In the interim period between two assembly polls, after the communal divide, a divide of a different kind was ushered in, somewhat organically but nonetheless unanticipated. The BJP, backed by veteran Keshubhai Patel in Saurashtra, is anti-Modi. Splintering from the parent BJP party, a group of rebels under the label of Sardar Patel Utkarsh Samiti are teaming up with the Congress to fight Modi rather than BJP in Saurashtra and south Gujarat. To be fair, it is just not enough to blame and judge Modi alone for the 2002 riots, and the justice that has eluded the victims, for he has since thrived on the assumed support of the Gujarat electorate and complicit administration and state systems, rather than the BJP cadre. Funnily, this unshared credit and these spoils of victory triggered the first split.
The very brigade of saints who canvassed openly for the BJP in 2002 have a faction campaigning predominantly in central Gujarat headed by Avichaldas Maharaj with a simple slogan: it is time for parivartan, change. The split is embodied in Shanta Parmar, whose husband and son have been awarded life sentences in the Eral rape and murder case during the 2002 riots, standing from Kalol constituency. And each has a different reason to be anti-Modi, even at the risk of being anti-BJP. In 2007, there are press advertisements by VHP chief Ashok Singhal to clarify that they stand united in the Hindu cause, while a section of the sadhu brigade canvasses with the Congress.
The 2007 polls are just not a referendum on Narendra Modi’s rule and his brand of politics, but also on the predominant urban middle class which aspires to acceptability for its development claims, but Hindutva style.
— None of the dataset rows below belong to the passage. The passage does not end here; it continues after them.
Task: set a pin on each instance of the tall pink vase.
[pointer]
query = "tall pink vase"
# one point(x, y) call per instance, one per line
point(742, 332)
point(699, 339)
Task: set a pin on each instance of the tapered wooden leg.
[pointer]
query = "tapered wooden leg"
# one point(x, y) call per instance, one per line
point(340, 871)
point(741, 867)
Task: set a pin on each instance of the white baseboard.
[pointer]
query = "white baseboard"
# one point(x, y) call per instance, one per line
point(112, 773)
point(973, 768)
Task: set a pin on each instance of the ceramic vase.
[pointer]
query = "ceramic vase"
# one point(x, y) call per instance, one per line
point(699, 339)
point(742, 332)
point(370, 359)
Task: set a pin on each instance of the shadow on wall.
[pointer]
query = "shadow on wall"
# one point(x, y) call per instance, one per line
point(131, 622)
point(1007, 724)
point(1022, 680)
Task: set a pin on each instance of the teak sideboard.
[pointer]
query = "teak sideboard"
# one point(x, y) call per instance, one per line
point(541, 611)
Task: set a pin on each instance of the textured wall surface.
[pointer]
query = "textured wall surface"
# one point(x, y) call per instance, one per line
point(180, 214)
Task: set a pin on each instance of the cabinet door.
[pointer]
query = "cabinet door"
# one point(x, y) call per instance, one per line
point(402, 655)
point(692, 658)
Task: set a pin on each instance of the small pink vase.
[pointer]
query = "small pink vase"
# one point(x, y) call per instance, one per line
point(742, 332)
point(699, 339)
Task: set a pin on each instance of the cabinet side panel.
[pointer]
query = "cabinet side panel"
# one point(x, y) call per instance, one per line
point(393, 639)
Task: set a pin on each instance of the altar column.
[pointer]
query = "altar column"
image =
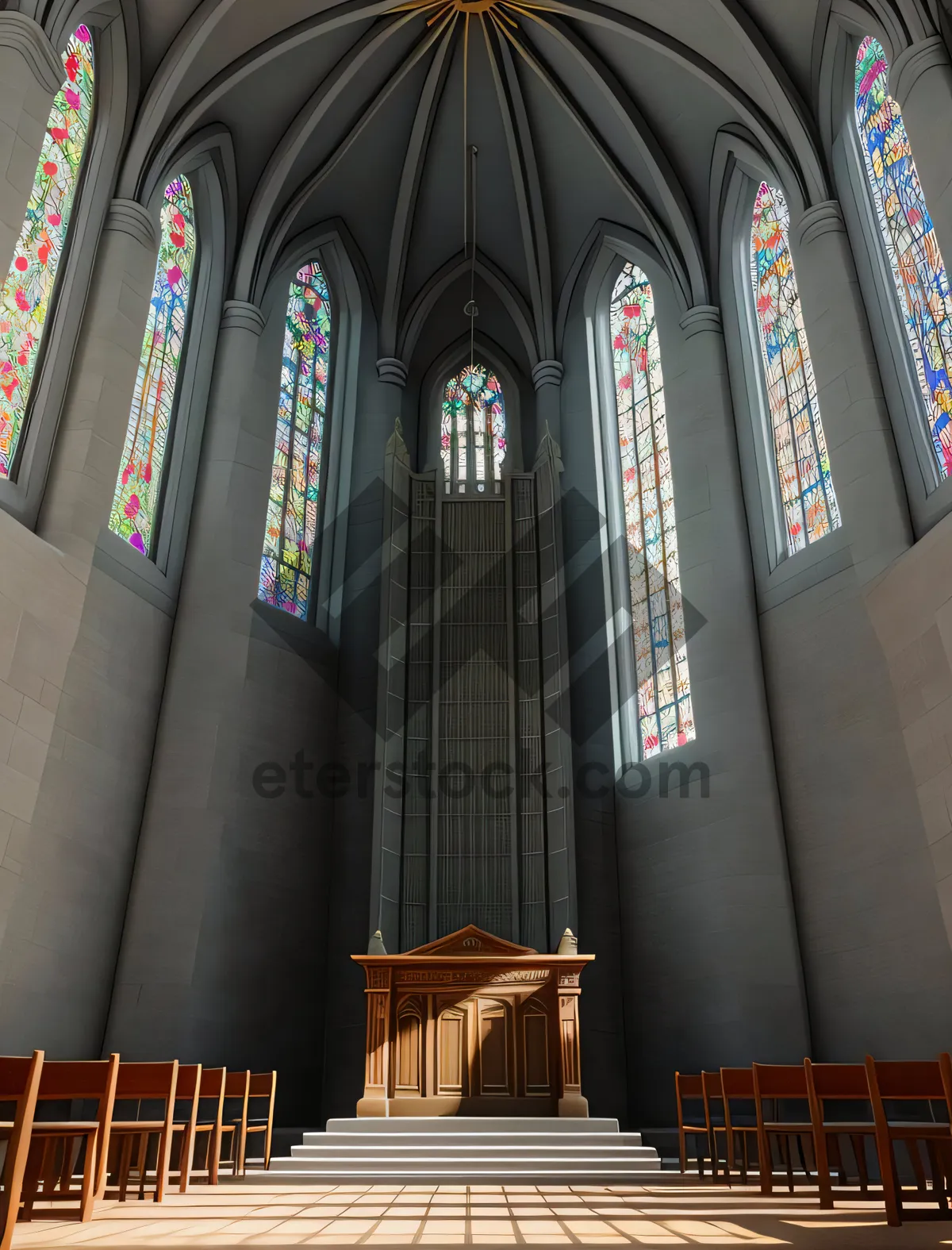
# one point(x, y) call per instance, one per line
point(30, 76)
Yet something seems to have changed.
Regional parochialism, be it of the Bal Thackeray or Karunanidhi brand, began to take on a different hue as Modi heaved Gujarat above the rest of the country. In the process, the chief minister, his electorate and even his party started believing that they needed no one else in Gujarat and also in some measure that Gujarat could do without the rest of India.
Modi in 2007 might have moved away from the ‘Mian Musharaf’ and ‘Hum Paanch, Humare Pachees’ rhetoric of 2002. But then his constant focus is Sonia Gandhi — if in 2002 she was ‘Italy ki beti’, in 2007 she becomes Soniaben, but one who is a liar, whose government at the Centre is colluding. And when the going began to get tough, he enmeshed his efforts of being Gujarat’s development messiah, taking credit for the killing of Sohrabuddin in the controversial encounter case as well as the Ram Setu controversy. But the national BJP leaders are not found defending Modi-speak this time with the Election Commission having issued a notice — instead they are resorting to development claims, sometimes seeking a vote for the BJP, sometimes for Modi.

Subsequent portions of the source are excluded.